Postmortem: 2025-01 Search Indexing Incident

· 2 min read

Date: 2025-01-08 · Duration: 2 hours 15 minutes · Severity: SEV-2 Author: Anika Patel (Search Team) · Status: Action items complete

Summary

On January 8, 2025 at 09:45 UTC, the product search service began returning stale results for approximately 60% of queries. New products added in the previous 12 hours were not appearing in search, and price updates were not reflected. The incident lasted 2 hours 15 minutes until the indexing pipeline was repaired at 12:00 UTC.

Root Cause

Elasticsearch bulk indexing failures caused by a mapping conflict after a schema change was deployed without a corresponding index migration.

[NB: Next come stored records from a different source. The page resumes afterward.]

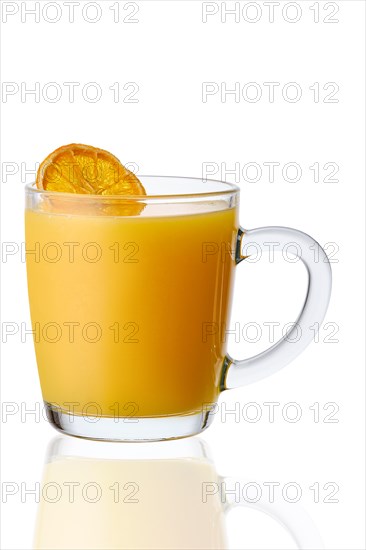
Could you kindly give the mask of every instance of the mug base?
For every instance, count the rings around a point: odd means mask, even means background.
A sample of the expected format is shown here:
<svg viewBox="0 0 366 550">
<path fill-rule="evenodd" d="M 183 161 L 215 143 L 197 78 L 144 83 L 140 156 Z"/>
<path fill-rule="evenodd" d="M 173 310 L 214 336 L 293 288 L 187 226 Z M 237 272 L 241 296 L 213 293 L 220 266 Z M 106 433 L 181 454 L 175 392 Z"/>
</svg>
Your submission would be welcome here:
<svg viewBox="0 0 366 550">
<path fill-rule="evenodd" d="M 106 417 L 72 414 L 44 402 L 48 421 L 60 432 L 98 441 L 146 442 L 180 439 L 208 428 L 213 411 L 177 416 Z"/>
</svg>

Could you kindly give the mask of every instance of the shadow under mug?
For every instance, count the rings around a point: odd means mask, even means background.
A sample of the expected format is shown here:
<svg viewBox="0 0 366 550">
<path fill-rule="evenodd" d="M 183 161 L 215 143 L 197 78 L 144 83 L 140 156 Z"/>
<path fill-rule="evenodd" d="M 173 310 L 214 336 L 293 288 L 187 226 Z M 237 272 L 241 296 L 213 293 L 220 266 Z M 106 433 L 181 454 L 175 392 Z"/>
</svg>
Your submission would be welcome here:
<svg viewBox="0 0 366 550">
<path fill-rule="evenodd" d="M 294 548 L 323 548 L 298 502 L 250 494 L 253 484 L 218 475 L 197 438 L 121 447 L 60 437 L 44 468 L 34 548 L 226 550 L 226 515 L 236 506 L 269 515 Z"/>
<path fill-rule="evenodd" d="M 42 394 L 51 423 L 71 435 L 142 441 L 198 433 L 220 392 L 264 378 L 302 352 L 328 307 L 330 264 L 313 238 L 285 227 L 244 230 L 235 185 L 140 179 L 146 196 L 26 187 Z M 236 266 L 253 246 L 270 244 L 293 245 L 309 275 L 306 300 L 280 341 L 235 360 L 225 327 Z"/>
</svg>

The catalog team deployed a change that added a variants field (nested object type) to the product schema. However, the existing Elasticsearch index had variants mapped as a keyword field from a previous prototype that was never cleaned up. The bulk indexer silently dropped documents that contained the new nested variants structure, logging warnings but not raising alerts.

Over 12 hours, roughly 18,000 product documents failed to index.

Timeline

Time (UTC)Event
2025-01-07 21:30Catalog team deploys product schema change (adds nested variants)
2025-01-07 21:32Bulk indexer begins logging mapper_parsing_exception warnings
2025-01-08 09:45Customer support tickets spike — "new products not showing in search"
2025-01-08 09:55Search team investigates; discovers indexing error logs
2025-01-08 10:20Root cause identified: mapping conflict on variants field
2025-01-08 10:45Fix: create new index with correct mapping, reindex from catalog DB
2025-01-08 11:50Reindexing completes; alias swapped to new index
2025-01-08 12:00Search results verified; incident resolved

Contributing Factors

  1. No schema migration for Elasticsearch — The catalog team updated the application schema but did not run a corresponding ES index migration. The deploy checklist did not include search index compatibility checks.
  2. Silent failures — The bulk indexer logged warnings for mapping conflicts but did not alert or increment an error metric. The warnings were lost in log noise.
  3. No freshness monitoring — We had no alert for "time since last successful index update." A 12-hour gap went unnoticed.
  4. Leftover prototype mapping — The variants keyword field was added during a prototype 6 months ago and never removed.

Action Items

#ActionOwnerStatus
1Add ES mapping compatibility check to CI pipelineSearch Team✅ Done
2Convert bulk indexer warnings to errors + PagerDuty alertSearch Team✅ Done
3Add search freshness alert (warn if no docs indexed in 1 hour)SRE✅ Done
4Audit ES indices for stale/prototype mappingsSearch Team✅ Done
5Add index migration step to deploy checklistCatalog Team✅ Done

Lessons Learned

  • Search indexes are part of the schema. Changing the application data model without updating the search mapping is equivalent to skipping a database migration.
  • Silent drops are worse than loud failures. The bulk indexer should have failed fast instead of silently skipping documents for 12 hours.
  • Monitor data freshness, not just availability. The search service was "up" the entire time — it just served stale data.